I got my own season ticket at nine and attended most home games until I moved away from South Yorkshire at 18. Even then, I caught as many matches as time, money and my location would allow – driving two hours on a freezing Tuesday night in February to sit in horizontal sleet while Rotherham hoofed out a belligerent 0-0 draw with Mansfield Town or Walsall.
Some of the bleakest moments of my life have been at Rotherham matches. But there have been some of the most joyful too, and I shared all these moments with the community of people around me. I may not have known their backgrounds or what they did for a living – or often even their names – but they were reliable, familiar faces that I saw week in, week out for decades. I’d grown up alongside them, changed with them, watched as they started bringing partners and eventually their own children.
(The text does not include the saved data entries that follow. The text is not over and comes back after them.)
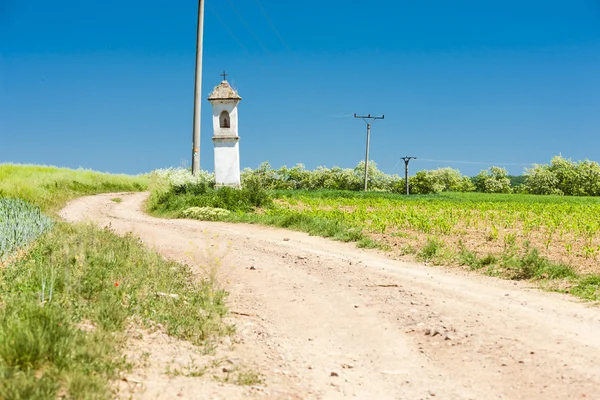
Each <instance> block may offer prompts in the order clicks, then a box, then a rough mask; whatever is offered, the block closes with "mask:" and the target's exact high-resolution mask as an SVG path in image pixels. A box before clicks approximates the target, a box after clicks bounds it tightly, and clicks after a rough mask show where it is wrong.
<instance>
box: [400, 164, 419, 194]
mask: <svg viewBox="0 0 600 400" xmlns="http://www.w3.org/2000/svg"><path fill="white" fill-rule="evenodd" d="M416 159H417V157H408V156H407V157H402V160H404V167H405V168H404V183H405V184H406V194H410V193H409V189H408V163H409V162H410V160H416Z"/></svg>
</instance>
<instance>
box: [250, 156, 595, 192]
mask: <svg viewBox="0 0 600 400" xmlns="http://www.w3.org/2000/svg"><path fill="white" fill-rule="evenodd" d="M364 168H365V164H364V161H361V162H360V163H359V164H358V165H357V166H356V167H355V168H340V167H332V168H327V167H318V168H316V169H315V170H312V171H311V170H307V169H306V168H305V167H304V165H302V164H298V165H296V166H294V167H291V168H288V167H286V166H283V167H281V168H279V169H273V168H271V166H270V164H269V163H268V162H265V163H262V164H261V165H260V166H259V167H258V168H256V169H250V168H246V169H244V170H243V171H242V184H244V185H258V186H260V187H263V188H265V189H271V190H277V189H284V190H290V189H298V190H303V189H304V190H316V189H335V190H355V191H358V190H361V189H362V188H363V183H364V181H363V179H364ZM408 183H409V187H410V192H411V193H414V194H435V193H441V192H483V193H526V194H540V195H568V196H600V164H598V163H597V162H595V161H590V160H587V159H586V160H584V161H577V162H574V161H572V160H570V159H565V158H563V157H561V156H555V157H553V158H552V160H551V161H550V163H549V164H534V165H533V166H532V167H531V168H525V170H524V173H523V175H522V176H509V175H508V172H507V170H506V169H505V168H501V167H497V166H492V167H490V168H488V169H484V170H482V171H481V172H479V173H478V174H477V175H476V176H474V177H469V176H465V175H462V174H461V173H460V171H459V170H458V169H454V168H449V167H448V168H438V169H434V170H423V171H418V172H417V173H416V174H415V175H413V176H411V177H409V181H408ZM369 188H370V189H371V190H376V191H385V192H392V193H404V191H405V182H404V178H403V177H401V176H399V175H397V174H393V175H390V174H386V173H384V172H382V171H380V170H379V169H378V168H377V165H376V163H374V162H370V163H369Z"/></svg>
A woman who used to sit behind me hadn’t missed a home game in 50 years and she was still able to dance up and down the touchline like a teenager when we scored a last minute penalty to knock Sheffield United out of the Cup.
This was at Millmoor, a ground where you usually couldn’t get advance tickets for matches because the one printer they had in the office was invariably broken. Right up until 2008 when the team moved stadiums, many of the advertising hoardings around the pitch still encouraged you to ring numbers that hadn’t existed since the area code changed in 1994 and the lavatory was a concrete wall behind the main stand that had a shallow trough dug into the floor and the word ‘tiolets’ written on it in chalk. During one of our brief visits to the upper leagues in the late 90s, a corporate hospitality area was added. It consisted of six portacabins painted red and stacked precariously on top of one another.
‘Yes, but what Premiership team do you support?’
I don’t have the first clue what the Premiership table looks like and, to be honest, I’d be hard pressed to name many of the clubs in that league with any degree of certainty. I don’t care who’s likely to win the league or qualify for the European Cup or play in the FA Cup final – the most a lower league supporter can hope for is reaching the third round where you might get drawn against a big Premiership club.
This happened for Rotherham United in 2001. We were drawn against Liverpool and the mass euphoria in Rotherham was probably greater than in Liverpool when they won the UEFA Cup. Of course, we lost the game itself. That wasn’t important though. What mattered was that we had a big day out at Anfield and our team battled with passion and pride – our £75 a week YTS lad man-marking a £60,000 per week Liverpool striker and keeping him out of the game. Success is relative and, when you support a lower league team, you have to recalibrate your expectations.
You get used to the club never having any money and scrabbling around to build a squad from free transfers. You get used to watching promising young players develop over years only to get snapped up for a pittance by a bigger club as soon as they show the first sign of any flair. You get used to not seeing your team on television or hearing the commentary on the radio, you get used to dismissive match reports on sports websites and always being ‘the opposition’ for the team that’s actually the focus – even when you do win, it’ll be because the other side played badly rather than your team’s performance.
You also get used to people’s expressions of pity or bewilderment or disdain when you tell them what team you support. You see, they want to talk about proper football.